Comment Re:best poison... and internet and rats (Score 1) 85
Hope you like the stink of dead rodents in your walls...
That's a problem with pretty much any of the poisons, yes.
Poison is just a band-aid, fix however they are getting into the house.
We live in an old wooden farmhouse; it's not really feasible to stop rodents from getting in altogether - just as we have a sump pump in the basement for the water that gets in, standard operating procedure here in rural Ontario.

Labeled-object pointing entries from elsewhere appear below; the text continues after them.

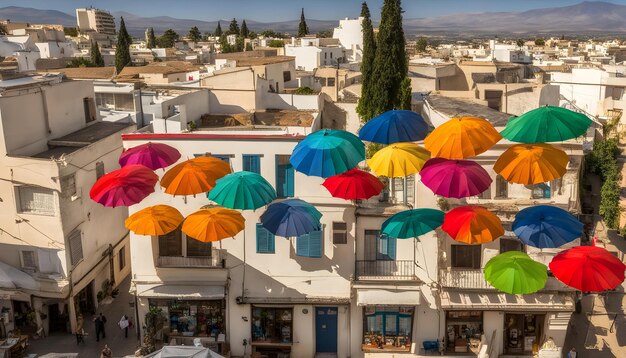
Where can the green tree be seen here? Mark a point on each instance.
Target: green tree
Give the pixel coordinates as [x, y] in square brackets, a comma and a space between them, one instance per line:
[303, 29]
[364, 106]
[95, 55]
[122, 50]
[194, 34]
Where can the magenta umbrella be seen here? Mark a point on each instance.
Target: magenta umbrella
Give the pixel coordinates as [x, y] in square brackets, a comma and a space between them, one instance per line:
[455, 178]
[152, 155]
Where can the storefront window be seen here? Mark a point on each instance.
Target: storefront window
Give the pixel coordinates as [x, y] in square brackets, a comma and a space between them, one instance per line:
[463, 331]
[387, 328]
[272, 325]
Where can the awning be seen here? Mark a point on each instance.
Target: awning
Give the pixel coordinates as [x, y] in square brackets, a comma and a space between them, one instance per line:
[181, 292]
[453, 300]
[405, 297]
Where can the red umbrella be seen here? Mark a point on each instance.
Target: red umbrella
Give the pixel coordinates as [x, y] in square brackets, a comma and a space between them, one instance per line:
[125, 186]
[353, 185]
[152, 155]
[588, 269]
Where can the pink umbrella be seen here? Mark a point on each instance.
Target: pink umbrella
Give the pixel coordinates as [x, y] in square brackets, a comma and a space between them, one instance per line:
[455, 178]
[152, 155]
[124, 187]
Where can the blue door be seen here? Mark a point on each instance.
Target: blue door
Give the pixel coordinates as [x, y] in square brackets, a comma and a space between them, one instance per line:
[326, 329]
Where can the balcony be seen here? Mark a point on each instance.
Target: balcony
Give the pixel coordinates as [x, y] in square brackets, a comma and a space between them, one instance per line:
[388, 270]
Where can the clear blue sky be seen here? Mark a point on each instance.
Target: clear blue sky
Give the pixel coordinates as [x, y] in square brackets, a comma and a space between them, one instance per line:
[279, 10]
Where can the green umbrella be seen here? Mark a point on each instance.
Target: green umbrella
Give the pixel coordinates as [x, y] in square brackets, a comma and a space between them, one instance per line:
[515, 273]
[242, 190]
[546, 124]
[412, 223]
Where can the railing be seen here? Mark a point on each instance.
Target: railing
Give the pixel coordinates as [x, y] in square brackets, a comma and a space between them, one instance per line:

We have, however, added
I thought warfarin was still #1 for what it's worth... As far as I recall rodenticide has to be slow acting, else the neighbours will notice something is awry when the victim drops dead.

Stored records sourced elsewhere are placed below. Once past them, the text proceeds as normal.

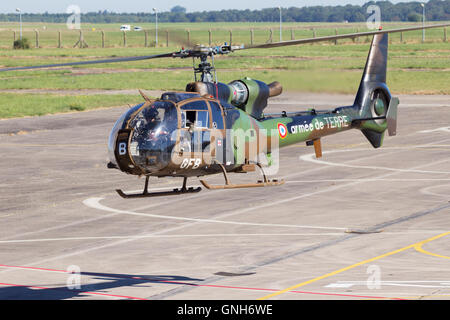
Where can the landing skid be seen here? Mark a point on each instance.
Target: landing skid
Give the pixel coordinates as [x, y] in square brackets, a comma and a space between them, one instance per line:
[146, 194]
[228, 185]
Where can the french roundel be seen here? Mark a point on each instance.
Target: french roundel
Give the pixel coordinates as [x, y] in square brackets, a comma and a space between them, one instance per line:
[282, 130]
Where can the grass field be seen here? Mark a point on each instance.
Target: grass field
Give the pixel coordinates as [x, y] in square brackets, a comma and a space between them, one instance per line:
[414, 67]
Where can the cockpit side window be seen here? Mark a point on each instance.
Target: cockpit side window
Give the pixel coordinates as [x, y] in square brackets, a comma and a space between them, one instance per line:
[199, 119]
[195, 114]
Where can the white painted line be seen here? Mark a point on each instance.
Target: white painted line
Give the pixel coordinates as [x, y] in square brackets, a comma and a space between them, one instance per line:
[213, 235]
[428, 192]
[443, 129]
[311, 158]
[95, 204]
[412, 283]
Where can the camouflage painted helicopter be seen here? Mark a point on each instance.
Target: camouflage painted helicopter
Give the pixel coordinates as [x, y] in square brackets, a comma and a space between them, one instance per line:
[213, 127]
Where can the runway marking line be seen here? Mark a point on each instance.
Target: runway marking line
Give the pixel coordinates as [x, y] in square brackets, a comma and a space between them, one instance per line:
[75, 290]
[301, 284]
[176, 282]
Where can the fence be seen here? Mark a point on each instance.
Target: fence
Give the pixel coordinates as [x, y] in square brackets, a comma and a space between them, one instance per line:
[167, 38]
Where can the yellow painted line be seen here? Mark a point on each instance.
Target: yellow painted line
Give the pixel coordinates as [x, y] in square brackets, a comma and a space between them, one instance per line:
[353, 266]
[419, 248]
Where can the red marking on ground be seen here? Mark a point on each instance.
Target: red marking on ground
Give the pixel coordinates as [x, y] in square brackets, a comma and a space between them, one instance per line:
[186, 284]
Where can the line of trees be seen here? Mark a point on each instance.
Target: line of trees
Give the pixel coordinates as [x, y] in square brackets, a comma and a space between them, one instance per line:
[436, 10]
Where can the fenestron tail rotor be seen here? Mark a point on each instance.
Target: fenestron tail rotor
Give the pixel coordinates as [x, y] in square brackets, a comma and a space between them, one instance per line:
[203, 52]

I didn't say the Vitamin D was fast, I said the rats eat a lethal dose at one sitting. When rats return to the nest the alpha male smells their breath, and when they start to die, the remaining rats will soon stop eating the bait. So any poison that takes more than one feeding to kill will tend not to kill all the rats, unless you only have a very few rats. But if it kills the rats too soon, they'll notice and avoid the bait. It's tricky to get right. Multiple-feed poison is OK in a city if they're coming up from the sewers or other underground tunnels, but if you have a nest in your walls, forget it.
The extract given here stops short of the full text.